If you want to create a closure that omits naming its arguments, why not just do something like |..| _ + 3? Creating some alien prefix or bracket undermines the whole point of trying to simplify closure expressions.

3 Likes

But most of these simple closures only have one argument, so that doesn't make it shorter?

Also, a general downfall of all the "each _ is a separate closure parameter" proposals is that quite often, especially with iterators, you work with a n-tuple instead of n individual arguments which is impossible with the shorthand (_.0 + _.1 would not work).

1 Like

C trigraphs: ??( _ + 3 ??). (No, I'm not seriously suggesting this.)

2 Likes

To be clear, I am mostly okay with the existing closure syntax, and my original post was tongue-in-cheek. But there is one thing I genuinely don't like about the existing closure syntax: the lack of an explicit ending delimiter for single-expression closures. If not for the obvious problems with using non-ASCII punctuation, I would call ⟦ x, y | x + y ⟧ an unambiguous improvement on | x, y | x + y just because of that.

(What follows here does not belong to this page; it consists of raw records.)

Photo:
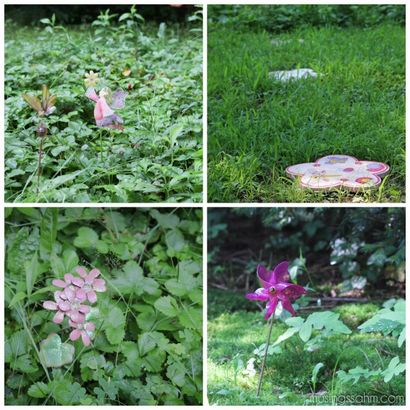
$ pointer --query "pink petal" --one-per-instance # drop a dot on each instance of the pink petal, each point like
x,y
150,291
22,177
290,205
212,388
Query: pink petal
x,y
64,306
78,282
81,295
90,326
59,283
81,271
49,305
259,294
58,317
92,297
76,316
86,339
84,309
271,308
281,273
68,278
75,334
99,285
288,306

And explicit delimiters also solve the problem raised upthread about not knowing where a placeholder-based closure ends, so hey.

2 Likes

You can optionally use {} as a delimiter if you want/it's unclear, though, right?

|x, y| { x + y }
3 Likes

Rustfmt will eat those, although it won't eat

{ |x, y| x + y }
1 Like

Why are numbers better than letters? I.e., why would

`{ `1 + `2/`1 }

be better than

|x, y| x + y/x

?

The point here isn't to come of with a new syntax. The point is to come up with a better syntax (for something that, IMO, is already very neat and succinct.)

5 Likes

I could be wrong about this, but given the constrains the Rust language is under (in this case specifically making the semantics of a given piece of code obvious in a local context), I'd say that the current closure syntax is either some kind of (local) optimum, or quite close to it.

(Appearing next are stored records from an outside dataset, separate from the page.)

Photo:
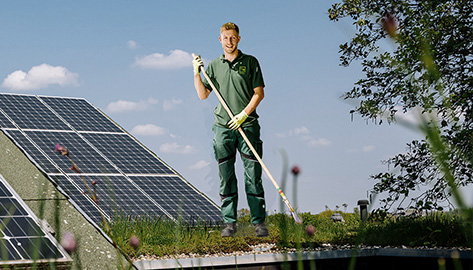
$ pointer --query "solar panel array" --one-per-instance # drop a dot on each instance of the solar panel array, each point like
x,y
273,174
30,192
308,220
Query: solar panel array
x,y
21,237
131,180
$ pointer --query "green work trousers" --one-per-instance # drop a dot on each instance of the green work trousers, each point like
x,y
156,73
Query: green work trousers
x,y
226,143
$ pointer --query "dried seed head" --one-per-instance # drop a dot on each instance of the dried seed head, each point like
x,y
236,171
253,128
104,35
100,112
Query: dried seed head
x,y
295,170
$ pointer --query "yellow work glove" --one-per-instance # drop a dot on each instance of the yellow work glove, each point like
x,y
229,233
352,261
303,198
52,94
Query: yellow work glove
x,y
197,63
237,120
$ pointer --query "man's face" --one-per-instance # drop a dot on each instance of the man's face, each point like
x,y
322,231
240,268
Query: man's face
x,y
229,40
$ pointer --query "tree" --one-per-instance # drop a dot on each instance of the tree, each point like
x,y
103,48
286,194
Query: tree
x,y
430,67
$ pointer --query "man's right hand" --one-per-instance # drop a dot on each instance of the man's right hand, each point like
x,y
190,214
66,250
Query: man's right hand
x,y
197,63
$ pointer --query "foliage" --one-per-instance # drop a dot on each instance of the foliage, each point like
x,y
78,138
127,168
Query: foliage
x,y
165,238
429,68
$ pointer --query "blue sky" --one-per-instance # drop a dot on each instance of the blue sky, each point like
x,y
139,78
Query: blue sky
x,y
132,60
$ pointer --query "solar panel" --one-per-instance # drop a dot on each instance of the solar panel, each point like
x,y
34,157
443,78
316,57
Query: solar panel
x,y
130,156
115,195
4,122
187,202
131,179
22,238
28,112
80,114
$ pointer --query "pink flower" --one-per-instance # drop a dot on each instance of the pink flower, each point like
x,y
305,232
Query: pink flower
x,y
61,149
310,230
134,241
74,168
296,170
68,242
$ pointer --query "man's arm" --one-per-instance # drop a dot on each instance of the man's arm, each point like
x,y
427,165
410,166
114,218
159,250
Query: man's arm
x,y
238,119
202,92
255,100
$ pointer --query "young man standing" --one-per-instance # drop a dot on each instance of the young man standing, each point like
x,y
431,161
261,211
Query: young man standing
x,y
238,78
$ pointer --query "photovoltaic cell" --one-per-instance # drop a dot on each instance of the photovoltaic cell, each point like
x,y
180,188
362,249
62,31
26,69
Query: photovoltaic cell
x,y
85,157
32,151
81,115
130,179
115,196
4,122
29,113
22,238
130,156
186,202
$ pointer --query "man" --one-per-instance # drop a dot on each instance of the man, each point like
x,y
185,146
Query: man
x,y
239,80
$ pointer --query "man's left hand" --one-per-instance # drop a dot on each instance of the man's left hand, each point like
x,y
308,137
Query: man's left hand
x,y
237,120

The various suggestions I've seen here suffer from various issues:

  1. Syntax unsupported by the parser. It could be added but then the issue becomes that we might as well stick with the current syntax
  2. _-based syntax suffers from ambiguous scoping rules, and using them in macros would be a potent recipe for bugs i.e. those 2 language features would not compose well.
  3. None of these options I've seen is all that much shorter than the current closure syntax. Combined with the previous issues it raises the question of whether it's worth spending engineering effort on when something like GATs, full const generics (or, dare to dream, full-blown dependent typing) or other language-based features would yield a much better ROI. This matters because even though volunteers are joining the Rust community, especially the resources available to the language team is still quite limited from what I can see. And this makes sense, working on the language part of Rust isn't exactly low-hanging fruit and requires quite a bit of expertise.
11 Likes